Georgia Institute of Technology, Atlanta, Georgia, USA.
Emory University School of Medicine Atlanta, Georgia, USA.
AMIA Annu Symp Proc. 2023 Apr 29;2022:982-991. eCollection 2022.
Sepsis is a severe medical condition caused by a dysregulated host response to infection that has a high incidence and mortality rate. Even with such a high-level occurrence rate, the detection and diagnosis of sepsis continues to pose a challenge. There is a crucial need to accurately forecast the onset of sepsis promptly while also identifying the specific physiologic anomalies that contribute to this prediction in an interpretable fashion. This study proposes a novel approach to quantitatively measure the difference between patients and a reference group using non-parametric probability distribution estimates and highlight when abnormalities emerge using a Jensen-Shannon divergence- based single sample analysis approach. We show that we can quantitatively distinguish between these two groups and offer a measurement of divergence in real time while simultaneously identifying specific physiologic factors contributing to patient outcomes. We demonstrate our approach on a real-world dataset of patients admitted to Atlanta, Georgia's Grady Hospital.

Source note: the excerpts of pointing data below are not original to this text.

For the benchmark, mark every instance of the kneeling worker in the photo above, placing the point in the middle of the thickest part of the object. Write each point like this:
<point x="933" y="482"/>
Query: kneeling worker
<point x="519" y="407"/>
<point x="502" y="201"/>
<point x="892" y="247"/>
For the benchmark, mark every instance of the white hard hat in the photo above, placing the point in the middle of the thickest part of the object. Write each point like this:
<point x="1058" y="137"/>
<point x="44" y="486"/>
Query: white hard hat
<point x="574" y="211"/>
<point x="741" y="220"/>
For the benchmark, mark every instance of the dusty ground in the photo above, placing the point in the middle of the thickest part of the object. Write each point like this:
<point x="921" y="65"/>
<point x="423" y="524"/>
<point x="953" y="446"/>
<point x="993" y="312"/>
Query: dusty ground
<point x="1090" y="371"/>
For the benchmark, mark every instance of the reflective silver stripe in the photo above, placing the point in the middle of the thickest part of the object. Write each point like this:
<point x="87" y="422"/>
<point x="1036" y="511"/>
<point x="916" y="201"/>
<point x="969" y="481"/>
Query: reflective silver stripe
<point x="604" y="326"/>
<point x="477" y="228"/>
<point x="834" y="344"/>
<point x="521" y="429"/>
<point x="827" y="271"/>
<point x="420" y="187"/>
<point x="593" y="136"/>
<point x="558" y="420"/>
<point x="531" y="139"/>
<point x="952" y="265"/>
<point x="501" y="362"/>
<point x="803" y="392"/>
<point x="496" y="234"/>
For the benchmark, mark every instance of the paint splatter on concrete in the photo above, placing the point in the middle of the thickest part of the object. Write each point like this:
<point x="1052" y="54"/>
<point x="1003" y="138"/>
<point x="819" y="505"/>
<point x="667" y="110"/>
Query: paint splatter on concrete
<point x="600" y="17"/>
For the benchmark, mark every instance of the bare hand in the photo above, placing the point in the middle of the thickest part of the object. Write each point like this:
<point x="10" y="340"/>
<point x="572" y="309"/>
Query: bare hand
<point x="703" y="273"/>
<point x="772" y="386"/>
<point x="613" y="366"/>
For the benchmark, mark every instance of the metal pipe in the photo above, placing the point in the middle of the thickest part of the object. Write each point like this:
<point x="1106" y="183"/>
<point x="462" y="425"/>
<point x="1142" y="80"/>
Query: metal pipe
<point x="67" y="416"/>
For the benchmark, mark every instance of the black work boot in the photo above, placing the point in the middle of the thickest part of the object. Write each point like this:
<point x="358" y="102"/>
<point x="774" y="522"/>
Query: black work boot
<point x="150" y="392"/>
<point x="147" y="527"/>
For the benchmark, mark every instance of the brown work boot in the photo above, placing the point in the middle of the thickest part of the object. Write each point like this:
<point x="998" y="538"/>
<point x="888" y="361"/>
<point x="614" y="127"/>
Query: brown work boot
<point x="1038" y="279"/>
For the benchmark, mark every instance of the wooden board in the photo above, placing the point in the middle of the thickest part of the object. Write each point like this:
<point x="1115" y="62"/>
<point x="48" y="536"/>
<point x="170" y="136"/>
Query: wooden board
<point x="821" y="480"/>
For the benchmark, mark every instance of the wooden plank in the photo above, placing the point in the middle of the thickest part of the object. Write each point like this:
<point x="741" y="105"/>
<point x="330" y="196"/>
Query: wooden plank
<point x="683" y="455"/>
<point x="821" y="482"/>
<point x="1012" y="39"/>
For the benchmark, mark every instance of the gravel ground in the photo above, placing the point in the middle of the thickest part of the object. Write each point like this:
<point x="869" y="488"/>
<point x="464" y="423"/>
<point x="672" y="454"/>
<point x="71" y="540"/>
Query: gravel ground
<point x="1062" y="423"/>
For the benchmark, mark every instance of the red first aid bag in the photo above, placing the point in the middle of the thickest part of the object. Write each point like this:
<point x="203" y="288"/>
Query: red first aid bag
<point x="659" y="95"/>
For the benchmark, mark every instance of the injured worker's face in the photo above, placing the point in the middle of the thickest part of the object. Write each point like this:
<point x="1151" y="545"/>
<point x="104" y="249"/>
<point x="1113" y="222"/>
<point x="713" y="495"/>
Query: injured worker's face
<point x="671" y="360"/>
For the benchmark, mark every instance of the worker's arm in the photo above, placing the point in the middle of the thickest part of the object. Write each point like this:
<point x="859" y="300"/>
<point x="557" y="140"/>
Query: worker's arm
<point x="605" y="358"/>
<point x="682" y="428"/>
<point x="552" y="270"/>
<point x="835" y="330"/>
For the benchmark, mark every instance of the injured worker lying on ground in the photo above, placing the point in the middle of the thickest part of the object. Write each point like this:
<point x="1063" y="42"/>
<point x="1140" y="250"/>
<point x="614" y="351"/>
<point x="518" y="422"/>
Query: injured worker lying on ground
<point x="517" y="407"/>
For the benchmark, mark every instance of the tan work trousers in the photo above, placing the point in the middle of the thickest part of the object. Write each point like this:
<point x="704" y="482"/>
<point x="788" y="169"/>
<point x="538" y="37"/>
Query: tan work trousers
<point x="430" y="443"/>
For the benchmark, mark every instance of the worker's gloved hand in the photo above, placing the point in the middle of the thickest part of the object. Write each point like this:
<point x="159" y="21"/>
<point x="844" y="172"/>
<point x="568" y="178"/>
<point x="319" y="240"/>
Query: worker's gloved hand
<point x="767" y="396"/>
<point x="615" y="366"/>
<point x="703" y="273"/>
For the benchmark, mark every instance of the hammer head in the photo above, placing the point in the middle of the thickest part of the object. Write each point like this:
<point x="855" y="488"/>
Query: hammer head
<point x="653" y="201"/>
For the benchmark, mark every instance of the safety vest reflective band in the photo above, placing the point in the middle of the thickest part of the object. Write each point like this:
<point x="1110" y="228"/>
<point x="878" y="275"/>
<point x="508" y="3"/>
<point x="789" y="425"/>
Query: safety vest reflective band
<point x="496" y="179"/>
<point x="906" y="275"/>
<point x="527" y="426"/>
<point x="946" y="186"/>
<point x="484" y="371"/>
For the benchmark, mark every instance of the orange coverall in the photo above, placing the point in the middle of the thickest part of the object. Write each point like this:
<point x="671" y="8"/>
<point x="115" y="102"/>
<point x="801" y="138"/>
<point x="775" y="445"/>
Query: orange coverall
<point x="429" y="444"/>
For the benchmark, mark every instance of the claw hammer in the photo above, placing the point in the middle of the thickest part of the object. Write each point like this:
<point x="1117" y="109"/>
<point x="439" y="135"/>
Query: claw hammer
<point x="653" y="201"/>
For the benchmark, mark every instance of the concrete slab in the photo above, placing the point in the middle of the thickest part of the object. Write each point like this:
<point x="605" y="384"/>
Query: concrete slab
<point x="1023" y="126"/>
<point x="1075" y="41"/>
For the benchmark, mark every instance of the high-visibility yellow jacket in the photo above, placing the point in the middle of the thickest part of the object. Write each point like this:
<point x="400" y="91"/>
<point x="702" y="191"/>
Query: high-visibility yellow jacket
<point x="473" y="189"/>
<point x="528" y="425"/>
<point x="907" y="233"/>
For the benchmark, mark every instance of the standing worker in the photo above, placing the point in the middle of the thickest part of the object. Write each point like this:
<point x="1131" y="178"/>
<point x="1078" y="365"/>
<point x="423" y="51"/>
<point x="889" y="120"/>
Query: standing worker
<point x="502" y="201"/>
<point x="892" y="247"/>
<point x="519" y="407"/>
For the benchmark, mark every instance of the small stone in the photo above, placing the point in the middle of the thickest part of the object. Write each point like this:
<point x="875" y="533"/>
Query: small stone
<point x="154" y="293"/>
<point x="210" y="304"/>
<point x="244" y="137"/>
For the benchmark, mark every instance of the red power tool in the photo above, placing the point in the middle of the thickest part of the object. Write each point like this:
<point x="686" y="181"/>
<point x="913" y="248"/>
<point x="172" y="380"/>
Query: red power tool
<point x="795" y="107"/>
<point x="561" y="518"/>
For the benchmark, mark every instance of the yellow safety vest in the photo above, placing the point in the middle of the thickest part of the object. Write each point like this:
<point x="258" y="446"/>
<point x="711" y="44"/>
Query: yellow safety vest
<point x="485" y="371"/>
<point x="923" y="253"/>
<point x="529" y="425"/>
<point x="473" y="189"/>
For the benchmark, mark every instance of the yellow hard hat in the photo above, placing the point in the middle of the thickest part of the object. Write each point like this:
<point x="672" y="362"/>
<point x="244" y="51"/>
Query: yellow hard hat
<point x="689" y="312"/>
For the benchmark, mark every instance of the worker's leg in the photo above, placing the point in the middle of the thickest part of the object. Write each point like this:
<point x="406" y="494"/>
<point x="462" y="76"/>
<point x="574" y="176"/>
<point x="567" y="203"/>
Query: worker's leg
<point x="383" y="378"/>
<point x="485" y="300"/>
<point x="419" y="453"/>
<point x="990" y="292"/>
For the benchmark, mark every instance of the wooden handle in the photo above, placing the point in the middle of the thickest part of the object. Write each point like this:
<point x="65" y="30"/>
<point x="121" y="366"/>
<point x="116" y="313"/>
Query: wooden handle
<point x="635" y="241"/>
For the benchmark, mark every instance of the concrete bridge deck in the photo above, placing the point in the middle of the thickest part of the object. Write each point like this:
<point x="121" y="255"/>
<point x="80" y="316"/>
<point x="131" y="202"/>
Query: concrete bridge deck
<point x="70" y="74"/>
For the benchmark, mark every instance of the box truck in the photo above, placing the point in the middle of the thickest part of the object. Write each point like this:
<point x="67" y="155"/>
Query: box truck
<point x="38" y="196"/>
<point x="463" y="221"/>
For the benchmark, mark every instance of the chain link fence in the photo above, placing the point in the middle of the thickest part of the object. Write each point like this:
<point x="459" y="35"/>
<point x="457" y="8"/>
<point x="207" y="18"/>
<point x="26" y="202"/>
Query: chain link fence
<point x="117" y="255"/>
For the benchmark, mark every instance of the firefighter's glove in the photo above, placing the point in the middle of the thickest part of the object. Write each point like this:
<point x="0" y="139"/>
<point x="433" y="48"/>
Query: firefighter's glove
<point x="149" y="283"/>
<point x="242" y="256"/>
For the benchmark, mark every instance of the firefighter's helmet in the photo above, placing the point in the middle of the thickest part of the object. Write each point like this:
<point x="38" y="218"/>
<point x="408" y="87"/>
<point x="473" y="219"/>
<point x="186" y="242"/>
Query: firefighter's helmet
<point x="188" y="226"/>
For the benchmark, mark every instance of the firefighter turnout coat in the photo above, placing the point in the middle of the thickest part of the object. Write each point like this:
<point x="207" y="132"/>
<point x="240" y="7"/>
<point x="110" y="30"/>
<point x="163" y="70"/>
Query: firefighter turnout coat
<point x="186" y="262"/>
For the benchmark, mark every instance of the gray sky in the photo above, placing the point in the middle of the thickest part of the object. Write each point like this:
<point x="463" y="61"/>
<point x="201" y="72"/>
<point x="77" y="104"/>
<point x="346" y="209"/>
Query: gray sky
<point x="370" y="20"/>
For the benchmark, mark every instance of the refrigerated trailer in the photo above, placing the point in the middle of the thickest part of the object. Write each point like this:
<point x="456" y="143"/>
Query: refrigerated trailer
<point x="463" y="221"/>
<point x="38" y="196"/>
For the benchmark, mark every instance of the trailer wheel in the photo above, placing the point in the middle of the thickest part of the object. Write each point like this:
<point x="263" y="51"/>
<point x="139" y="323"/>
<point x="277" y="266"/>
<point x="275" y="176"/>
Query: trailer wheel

脓毒症是一种严重的医学病症,由宿主对感染的失调反应引起,具有较高的发病率和死亡率。即使脓毒症的发生率如此之高,脓毒症的检测和诊断仍然是一个挑战。迫切需要准确地预测脓毒症的发作,同时以可解释的方式识别导致这种预测的特定生理异常。本研究提出了一种新的方法,使用非参数概率分布估计来定量测量患者与参考组之间的差异,并使用基于 Jensen-Shannon 散度的单样本分析方法来突出异常何时出现。我们表明,我们可以定量区分这两组,并实时提供散度的测量,同时识别出导致患者结果的特定生理因素。我们在亚特兰大格鲁迪医院(Atlanta, Georgia's Grady Hospital)的一个真实患者数据集上展示了我们的方法。